Tomás José Ruiz González (born March 23, 1963) is a Mexican politician from the Institutional Revolutionary Party (PRI), who most recently served as a state government official in Veracruz under Governor Javier Duarte. He previously served as director of the National Lottery and as president of the New Alliance Party (Nueva Alianza), a position he held from November 28, 2006, to August 28, 2007.

Biography

Tomás Ruiz holds a law degree from the Escuela Libre de Derecho, has a diploma from the Autonomous Technological Institute of Mexico and a master's from Columbia University.
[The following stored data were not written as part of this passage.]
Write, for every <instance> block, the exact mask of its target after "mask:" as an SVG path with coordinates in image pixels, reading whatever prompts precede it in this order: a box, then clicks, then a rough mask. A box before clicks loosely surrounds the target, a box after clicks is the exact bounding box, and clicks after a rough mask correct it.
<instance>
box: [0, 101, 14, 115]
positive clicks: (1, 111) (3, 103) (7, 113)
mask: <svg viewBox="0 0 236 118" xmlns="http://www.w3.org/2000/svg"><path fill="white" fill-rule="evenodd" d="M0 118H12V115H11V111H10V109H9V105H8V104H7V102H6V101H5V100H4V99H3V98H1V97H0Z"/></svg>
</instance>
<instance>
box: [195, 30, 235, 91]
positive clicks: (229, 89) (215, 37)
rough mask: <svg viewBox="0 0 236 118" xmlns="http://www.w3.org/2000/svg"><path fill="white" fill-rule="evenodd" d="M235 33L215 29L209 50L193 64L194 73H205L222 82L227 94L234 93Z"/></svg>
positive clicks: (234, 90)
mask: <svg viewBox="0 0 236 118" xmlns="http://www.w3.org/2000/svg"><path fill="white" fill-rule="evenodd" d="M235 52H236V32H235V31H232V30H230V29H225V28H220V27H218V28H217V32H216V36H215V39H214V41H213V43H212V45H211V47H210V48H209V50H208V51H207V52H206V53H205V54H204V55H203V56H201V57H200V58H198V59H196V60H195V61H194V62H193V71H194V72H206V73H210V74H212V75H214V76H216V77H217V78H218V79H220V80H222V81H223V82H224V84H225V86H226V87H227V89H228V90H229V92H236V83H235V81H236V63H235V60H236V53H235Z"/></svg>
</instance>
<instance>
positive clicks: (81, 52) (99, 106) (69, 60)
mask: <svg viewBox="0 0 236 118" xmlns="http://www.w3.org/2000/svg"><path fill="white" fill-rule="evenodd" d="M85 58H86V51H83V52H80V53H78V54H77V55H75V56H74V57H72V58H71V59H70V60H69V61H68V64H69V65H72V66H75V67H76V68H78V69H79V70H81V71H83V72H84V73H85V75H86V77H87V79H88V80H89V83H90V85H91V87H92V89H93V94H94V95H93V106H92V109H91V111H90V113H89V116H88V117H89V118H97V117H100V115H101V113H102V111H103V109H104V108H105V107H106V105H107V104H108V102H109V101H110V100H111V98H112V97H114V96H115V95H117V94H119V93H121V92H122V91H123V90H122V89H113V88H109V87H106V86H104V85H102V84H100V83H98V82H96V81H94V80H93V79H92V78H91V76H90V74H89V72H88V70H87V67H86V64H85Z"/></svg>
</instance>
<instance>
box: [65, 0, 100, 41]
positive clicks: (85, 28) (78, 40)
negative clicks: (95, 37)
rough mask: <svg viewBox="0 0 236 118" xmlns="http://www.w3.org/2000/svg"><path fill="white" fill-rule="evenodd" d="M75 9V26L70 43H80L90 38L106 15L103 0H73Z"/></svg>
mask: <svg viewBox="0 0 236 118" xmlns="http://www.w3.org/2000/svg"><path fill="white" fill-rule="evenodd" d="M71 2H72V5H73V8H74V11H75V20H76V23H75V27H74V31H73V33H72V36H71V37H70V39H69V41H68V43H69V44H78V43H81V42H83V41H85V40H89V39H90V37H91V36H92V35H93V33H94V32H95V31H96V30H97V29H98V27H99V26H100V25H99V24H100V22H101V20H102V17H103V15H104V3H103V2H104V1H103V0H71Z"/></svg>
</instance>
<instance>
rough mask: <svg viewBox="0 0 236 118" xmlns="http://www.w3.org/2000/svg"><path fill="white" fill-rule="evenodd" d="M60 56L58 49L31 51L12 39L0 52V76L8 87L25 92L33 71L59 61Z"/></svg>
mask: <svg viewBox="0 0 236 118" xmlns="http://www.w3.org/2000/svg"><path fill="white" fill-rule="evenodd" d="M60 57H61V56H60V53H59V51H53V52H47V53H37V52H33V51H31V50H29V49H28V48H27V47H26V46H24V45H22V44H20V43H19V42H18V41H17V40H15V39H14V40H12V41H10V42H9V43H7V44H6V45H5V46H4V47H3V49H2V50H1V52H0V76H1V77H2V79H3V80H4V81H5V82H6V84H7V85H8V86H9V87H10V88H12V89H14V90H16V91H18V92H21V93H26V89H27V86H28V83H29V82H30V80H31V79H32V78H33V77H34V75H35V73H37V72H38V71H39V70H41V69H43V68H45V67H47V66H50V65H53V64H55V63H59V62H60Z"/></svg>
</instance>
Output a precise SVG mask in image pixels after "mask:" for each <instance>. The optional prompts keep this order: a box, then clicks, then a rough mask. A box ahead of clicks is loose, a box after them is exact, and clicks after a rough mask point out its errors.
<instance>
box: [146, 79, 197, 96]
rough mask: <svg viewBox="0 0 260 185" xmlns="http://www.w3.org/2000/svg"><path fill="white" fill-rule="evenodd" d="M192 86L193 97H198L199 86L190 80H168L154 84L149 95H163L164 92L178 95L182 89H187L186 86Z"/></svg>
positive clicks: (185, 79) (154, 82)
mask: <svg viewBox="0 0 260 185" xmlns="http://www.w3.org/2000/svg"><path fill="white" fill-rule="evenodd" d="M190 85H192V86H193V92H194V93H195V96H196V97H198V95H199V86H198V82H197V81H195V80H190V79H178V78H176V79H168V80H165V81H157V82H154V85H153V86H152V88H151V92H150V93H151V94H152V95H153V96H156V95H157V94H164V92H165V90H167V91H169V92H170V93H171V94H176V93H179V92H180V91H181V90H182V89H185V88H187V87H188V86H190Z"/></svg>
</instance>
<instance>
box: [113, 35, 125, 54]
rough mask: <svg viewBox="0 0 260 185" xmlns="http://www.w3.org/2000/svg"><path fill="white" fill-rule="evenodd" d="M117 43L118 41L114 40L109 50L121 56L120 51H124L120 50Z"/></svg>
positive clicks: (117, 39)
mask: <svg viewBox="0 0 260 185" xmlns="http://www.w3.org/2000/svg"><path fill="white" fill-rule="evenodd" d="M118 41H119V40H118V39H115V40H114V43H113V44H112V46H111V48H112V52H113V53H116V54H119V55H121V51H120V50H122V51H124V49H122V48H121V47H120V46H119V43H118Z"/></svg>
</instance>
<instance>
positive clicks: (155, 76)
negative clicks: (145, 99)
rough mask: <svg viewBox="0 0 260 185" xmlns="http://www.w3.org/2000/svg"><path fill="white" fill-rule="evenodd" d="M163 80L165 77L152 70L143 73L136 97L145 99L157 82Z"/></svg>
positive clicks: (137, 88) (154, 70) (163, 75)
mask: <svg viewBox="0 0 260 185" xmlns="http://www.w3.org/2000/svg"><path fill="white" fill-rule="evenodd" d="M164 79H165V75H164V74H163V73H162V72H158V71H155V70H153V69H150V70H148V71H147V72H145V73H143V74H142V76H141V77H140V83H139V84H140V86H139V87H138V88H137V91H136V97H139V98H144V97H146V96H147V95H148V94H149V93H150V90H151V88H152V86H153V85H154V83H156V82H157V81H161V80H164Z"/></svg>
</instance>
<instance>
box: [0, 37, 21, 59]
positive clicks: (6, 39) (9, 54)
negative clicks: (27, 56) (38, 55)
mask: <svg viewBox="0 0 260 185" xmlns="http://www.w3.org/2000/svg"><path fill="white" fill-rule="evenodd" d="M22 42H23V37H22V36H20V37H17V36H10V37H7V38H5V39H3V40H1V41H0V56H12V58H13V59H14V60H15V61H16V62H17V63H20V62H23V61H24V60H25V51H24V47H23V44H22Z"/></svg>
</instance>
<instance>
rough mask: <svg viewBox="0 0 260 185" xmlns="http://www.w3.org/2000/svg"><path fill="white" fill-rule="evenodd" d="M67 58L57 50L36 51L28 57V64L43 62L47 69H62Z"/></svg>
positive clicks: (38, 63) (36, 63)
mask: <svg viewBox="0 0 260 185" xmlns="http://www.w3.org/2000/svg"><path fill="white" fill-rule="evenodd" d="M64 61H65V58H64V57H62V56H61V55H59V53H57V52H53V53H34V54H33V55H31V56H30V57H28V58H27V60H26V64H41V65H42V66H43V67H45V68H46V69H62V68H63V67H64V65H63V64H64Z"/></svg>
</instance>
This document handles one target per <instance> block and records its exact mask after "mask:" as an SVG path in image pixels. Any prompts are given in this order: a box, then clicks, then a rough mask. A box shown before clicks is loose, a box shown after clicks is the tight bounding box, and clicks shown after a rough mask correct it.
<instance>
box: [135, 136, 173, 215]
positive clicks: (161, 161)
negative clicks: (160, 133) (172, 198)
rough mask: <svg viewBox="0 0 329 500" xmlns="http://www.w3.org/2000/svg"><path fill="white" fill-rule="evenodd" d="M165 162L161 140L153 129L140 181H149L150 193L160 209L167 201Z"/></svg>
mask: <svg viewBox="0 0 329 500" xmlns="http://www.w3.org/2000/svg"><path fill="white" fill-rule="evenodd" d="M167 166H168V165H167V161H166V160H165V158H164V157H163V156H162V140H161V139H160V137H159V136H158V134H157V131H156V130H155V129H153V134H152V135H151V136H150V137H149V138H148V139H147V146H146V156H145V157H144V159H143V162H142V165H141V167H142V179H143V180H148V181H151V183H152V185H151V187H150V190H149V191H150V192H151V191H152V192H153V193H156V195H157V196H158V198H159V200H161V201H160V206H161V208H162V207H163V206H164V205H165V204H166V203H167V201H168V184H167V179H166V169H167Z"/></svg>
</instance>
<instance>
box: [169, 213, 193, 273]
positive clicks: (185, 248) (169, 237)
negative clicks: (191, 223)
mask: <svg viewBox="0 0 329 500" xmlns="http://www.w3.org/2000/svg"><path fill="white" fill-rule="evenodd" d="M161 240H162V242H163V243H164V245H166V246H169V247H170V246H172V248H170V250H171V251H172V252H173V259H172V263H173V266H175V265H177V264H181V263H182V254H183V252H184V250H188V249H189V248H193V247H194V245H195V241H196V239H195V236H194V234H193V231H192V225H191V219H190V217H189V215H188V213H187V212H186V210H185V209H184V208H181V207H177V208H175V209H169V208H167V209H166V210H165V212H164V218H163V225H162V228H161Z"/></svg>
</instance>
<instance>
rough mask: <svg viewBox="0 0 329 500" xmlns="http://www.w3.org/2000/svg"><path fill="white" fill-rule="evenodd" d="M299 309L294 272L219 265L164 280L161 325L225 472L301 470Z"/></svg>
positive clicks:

In 2000, President Vicente Fox, elected for the National Action Party (PAN) appointed him director general of Banobras. This non-PRI position conflicted with the leadership of his party, and he resigned in 2003 to be nominated by the PRI as federal deputy candidate for the 59th Congress. He was a proportional representation deputy elected from the third electoral region and served on a trio of business-related commissions: Finances and Public Credit, Budget and Public Accounts, and Oversight of the Superior Auditor of the Federation. and wound up dividing the PRI parliamentary faction in the Chamber of Deputies. After the dismissal of Gordillo from the PRI, Ruiz González resigned from the Chamber of Deputies and was replaced by José Luis García Mercado.

In 2004, he took the position as head of the National Lottery; in October 2005, he broke ties with the PRI, of which he had been a member for 20 years.

On November 29, 2006, he was elected president of Nueva Alianza, replacing Miguel Ángel Jiménez Godínez. He resigned just nine months later

In 2010, Ruiz González's political career was resuscitated when new Governor of Veracruz Javier Duarte appointed him as the state's Secretary of Finance, a position in which he remained until March 2013, when he resigned for "personal reasons" and left the department in a severe cash crisis. He rejoined the PRI in July 2012.

In July 2016, one local PAN politician said that Ruiz had "disappeared" from the state of Veracruz, a year after awarding a concession for an underwater tunnel in Coatzacoalcos that was still not complete.